Death simultaneously is an emotion, an experience, and a thought process I’m too familiar with. Its the rapid change of a mental state from despair to delusional laughing, to crying yourself to sleep.

What is it about the death of another – that when you experience it, you start to relive every moment with that person while simultaneously imagining future moments they will be absent for?

Is it our brain sending a message to our heart in an attempt to avoid the denial phase of grief while simultaneously crushing it into a million pieces? You’ll miss some of the best days of my life.

What is it about the day before they die when you’re sitting at the end of the bed and waiting – You’re waiting, and silently hoping their pain ends soon while simultaneously trying to make the final moments together concrete in your memory.


Is it because all of a sudden we are reminded that forever has an ending? You think you have time but you don’t. You think you have more. You think you have forever, but you don’t.

What is it about death that makes you want to remember them alive right now while simultaneously knowing that this is not how they want to be remembered?

Is it because they want you to remember the times you looked up at them, not down?

What is it about an unexpected death that makes you think about their last few hours on earth while simultaneously thinking about the moment they left this world?

Is it our own internal and natural fear of death that leads us to think about today as just another day one second, then it becomes the worst day of our lives the next? You never think the last time is the last time.

What is it about death that leads you to find yourself remembering the good times and laughing at the memories while simultaneously planning a funeral and helping complete the perfect eulogy?

Is it because we’re taught to be thankful for the memories and trying to find comfort in knowing they’re in a better place? They would have stayed forever if they could.  img_9091

What is it about death that suddenly makes you want to “live like you’re dying” while simultaneously knowing we’re all living to die anyway?

Is it because we want to believe that if we make the moments count it won’t hurt so much when it’s over? It’s going to hurt, like hell every day. 
The thing about death whether it be anticipated or unexpected is that it leaves a hole in your heart but it creates a space in your mind. A space that forces you to face fear, relief, reality, and grief simultaneously. The fear was losing you, the relief is that you’re no longer in pain, the reality is living without you, and the grief is love with no place to go.


23 thoughts on “Death Simultaneously 

  1. I think death of a loved one not only emphasizes the fear of our own death but makes us question our life choices. It can trigger regrets about times not spent with that person, but it’s bigger than that… what about the regrets of your chosen life path? Death is an incredibly powerful thing for all involved.


  2. What a touching and thought-provoking post! I lost a very close friend 4 years ago and it still seems like it just happened.
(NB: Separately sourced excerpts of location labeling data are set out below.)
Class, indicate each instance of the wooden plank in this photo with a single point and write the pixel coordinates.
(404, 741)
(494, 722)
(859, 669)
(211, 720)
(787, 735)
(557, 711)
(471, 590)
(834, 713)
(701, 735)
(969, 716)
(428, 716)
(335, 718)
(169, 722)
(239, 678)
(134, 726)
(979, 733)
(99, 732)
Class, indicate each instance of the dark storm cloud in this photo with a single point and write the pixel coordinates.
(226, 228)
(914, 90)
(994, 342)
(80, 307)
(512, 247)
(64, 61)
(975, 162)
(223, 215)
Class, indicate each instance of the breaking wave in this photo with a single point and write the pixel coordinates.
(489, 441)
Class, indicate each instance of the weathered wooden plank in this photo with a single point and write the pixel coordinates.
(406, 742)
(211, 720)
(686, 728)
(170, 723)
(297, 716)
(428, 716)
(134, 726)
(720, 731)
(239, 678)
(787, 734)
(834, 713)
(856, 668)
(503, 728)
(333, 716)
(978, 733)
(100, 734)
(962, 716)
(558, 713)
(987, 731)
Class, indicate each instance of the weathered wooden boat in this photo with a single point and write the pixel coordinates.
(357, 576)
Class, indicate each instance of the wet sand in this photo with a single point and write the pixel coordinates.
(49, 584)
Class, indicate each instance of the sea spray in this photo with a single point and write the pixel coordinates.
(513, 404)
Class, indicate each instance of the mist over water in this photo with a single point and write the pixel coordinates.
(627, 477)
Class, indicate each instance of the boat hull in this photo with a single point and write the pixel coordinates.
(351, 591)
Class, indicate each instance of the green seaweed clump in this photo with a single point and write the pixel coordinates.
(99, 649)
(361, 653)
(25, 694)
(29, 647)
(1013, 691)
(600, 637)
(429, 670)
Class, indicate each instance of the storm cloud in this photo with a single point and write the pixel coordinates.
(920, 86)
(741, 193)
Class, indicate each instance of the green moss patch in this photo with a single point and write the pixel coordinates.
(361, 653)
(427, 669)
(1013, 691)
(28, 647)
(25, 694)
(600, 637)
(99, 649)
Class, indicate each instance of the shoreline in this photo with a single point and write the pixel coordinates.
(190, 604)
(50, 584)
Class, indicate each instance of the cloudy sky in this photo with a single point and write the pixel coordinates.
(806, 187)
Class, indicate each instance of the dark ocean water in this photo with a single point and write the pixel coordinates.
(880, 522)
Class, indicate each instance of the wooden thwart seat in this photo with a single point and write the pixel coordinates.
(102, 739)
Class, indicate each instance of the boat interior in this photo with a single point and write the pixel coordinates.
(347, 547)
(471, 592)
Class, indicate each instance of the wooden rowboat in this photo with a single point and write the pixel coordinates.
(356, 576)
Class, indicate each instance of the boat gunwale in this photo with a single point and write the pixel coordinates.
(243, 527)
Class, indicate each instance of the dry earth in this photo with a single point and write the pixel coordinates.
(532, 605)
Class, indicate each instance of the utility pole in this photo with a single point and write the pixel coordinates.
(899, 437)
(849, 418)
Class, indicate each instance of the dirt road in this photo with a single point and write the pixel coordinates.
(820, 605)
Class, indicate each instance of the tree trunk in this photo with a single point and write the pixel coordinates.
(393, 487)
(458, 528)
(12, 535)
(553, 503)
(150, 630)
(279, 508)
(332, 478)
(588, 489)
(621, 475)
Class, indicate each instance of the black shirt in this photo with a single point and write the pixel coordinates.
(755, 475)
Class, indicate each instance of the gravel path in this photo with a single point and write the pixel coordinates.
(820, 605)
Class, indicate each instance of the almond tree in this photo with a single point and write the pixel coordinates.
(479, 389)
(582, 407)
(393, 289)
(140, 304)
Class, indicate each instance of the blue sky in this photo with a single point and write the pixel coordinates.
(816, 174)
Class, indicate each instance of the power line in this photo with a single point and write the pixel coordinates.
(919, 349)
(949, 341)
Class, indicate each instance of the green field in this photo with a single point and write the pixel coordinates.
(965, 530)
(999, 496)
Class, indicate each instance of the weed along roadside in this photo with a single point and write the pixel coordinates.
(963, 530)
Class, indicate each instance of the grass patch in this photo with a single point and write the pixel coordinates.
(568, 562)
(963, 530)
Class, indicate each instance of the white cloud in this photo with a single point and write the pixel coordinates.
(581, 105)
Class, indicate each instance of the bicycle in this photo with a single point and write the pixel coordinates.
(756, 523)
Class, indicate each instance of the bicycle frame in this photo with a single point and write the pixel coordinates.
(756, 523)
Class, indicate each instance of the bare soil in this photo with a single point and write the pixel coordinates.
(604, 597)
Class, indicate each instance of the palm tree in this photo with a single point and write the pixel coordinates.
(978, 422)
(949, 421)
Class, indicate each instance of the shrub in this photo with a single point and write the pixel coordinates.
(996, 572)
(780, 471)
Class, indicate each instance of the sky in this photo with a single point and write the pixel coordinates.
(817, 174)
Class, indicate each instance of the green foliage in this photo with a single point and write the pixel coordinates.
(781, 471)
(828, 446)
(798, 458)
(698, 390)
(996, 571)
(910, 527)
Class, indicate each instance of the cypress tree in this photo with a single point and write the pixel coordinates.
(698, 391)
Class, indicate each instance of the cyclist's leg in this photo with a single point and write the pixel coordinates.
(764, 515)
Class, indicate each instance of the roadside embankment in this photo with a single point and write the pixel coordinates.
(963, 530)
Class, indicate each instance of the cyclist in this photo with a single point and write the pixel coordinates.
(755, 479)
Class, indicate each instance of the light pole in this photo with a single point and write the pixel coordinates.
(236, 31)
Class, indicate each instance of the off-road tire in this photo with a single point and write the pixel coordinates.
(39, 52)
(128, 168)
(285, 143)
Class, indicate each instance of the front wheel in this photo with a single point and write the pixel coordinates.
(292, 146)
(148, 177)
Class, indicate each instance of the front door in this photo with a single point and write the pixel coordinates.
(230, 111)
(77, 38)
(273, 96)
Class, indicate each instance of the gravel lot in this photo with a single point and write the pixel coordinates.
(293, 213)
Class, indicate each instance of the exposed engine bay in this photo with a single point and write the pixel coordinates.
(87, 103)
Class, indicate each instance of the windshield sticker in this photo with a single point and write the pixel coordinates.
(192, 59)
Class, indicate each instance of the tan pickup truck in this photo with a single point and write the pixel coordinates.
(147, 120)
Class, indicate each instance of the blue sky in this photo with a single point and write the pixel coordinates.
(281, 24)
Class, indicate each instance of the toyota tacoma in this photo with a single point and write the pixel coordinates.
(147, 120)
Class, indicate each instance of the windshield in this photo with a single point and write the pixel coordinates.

He wasn’t in pain, it was very sudden, though. Still baffling to me. But your post very much sums up the anguish.

    Liked by 1 person

  3. This is a lovely post that truly touches my heart because a very close friend I grew up with suddenly and unexpectedly passed away in his sleep last week…


  4. Very interesting. I, fortunately, have not lost anyone close to me yet but I can imagine that if I had I would wish I had more time and had enjoyed every second more.


  5. wow girl, this is beautifully written. It’s crazy to think that you can live your life as normal as any day and within a second your life is just gone. Sometimes I wonder if we had this mindset on a daily and really practice is – would we live our lives differently and happier? Or would we all just be sad knowing we’ll be gone tomorrow?


    1. I think that’s the funny thing about death. Dying can be a motivator or a reason to give up on everything. I’m going to die so I want to make the moments count, or I’m going to die so what’s the point anyway. It’s all about perspective.